Colombian footballers call for league halt due to protests
The union of Colombian footballers called on authorities to halt all domestic matches because of political instability in the country on Thursday, just a month before the Copa America is due to kick off in Colombia and Argentina.
Colombia has been hit by a wave of protests since late April with riot police wielding tear gas and stun grenades clashing with crowds in many of the country's biggest cities.
Four games in continental cup competitions were moved from Colombia to Paraguay and Ecuador last week due to the unrest.
Hours after the union's appeal, a Copa Libertadores match in Barranquilla between America de Cali and Brazil's Atletico Mineiro was halted several times as players were affected by tear gas fired outside the stadium.
The first half took more than an hour to complete.

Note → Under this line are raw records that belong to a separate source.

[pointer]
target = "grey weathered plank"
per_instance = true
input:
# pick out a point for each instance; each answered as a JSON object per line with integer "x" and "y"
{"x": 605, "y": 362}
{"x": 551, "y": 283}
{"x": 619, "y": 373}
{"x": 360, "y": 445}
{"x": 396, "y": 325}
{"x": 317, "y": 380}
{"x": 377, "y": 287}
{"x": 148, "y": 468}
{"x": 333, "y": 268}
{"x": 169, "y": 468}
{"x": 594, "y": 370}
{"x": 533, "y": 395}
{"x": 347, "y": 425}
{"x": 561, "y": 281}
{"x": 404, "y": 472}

At one point the players were removed from the pitch due to the affects of the gas. The match was played to a conclusion, with Atletico winning 3-1.
On Wednesday, players and coaches from Colombia's Junior and Argentine club River Plate struggled with tear gas in another Libertadores tie in Barranquilla.
The Colombian league playoffs are scheduled to take place on Sunday with two semi-final games slated. However, the last of the quarter-finals, due to be played on Friday between Deportivo Cali and Deportes Tolima, has been postponed.
In an appeal to the Colombian Football Federation, the league and their own clubs, players with the Acolfutpro union said that “until the public order situation that affects the entire country and puts our wellbeing at risk is not resolved, we ask you not to schedule any more games in domestic tournaments.”
In an open letter, the union said “professional footballers stand with the Colombians who are demanding a better country.”
The move comes just 25 days before the national side is due to face Argentina in a World Cup qualifier in Barranquilla.
And on June 14, Colombia is set to host the first of 15 games in the Copa America tournament, which features 10 South American countries.
The tournament is the oldest in international football and is being held by two countries for the first time, with Colombia and Argentina sharing the duties.
The kick-off is in Buenos Aires on June 13 and the final is scheduled for Barranquilla on July 10.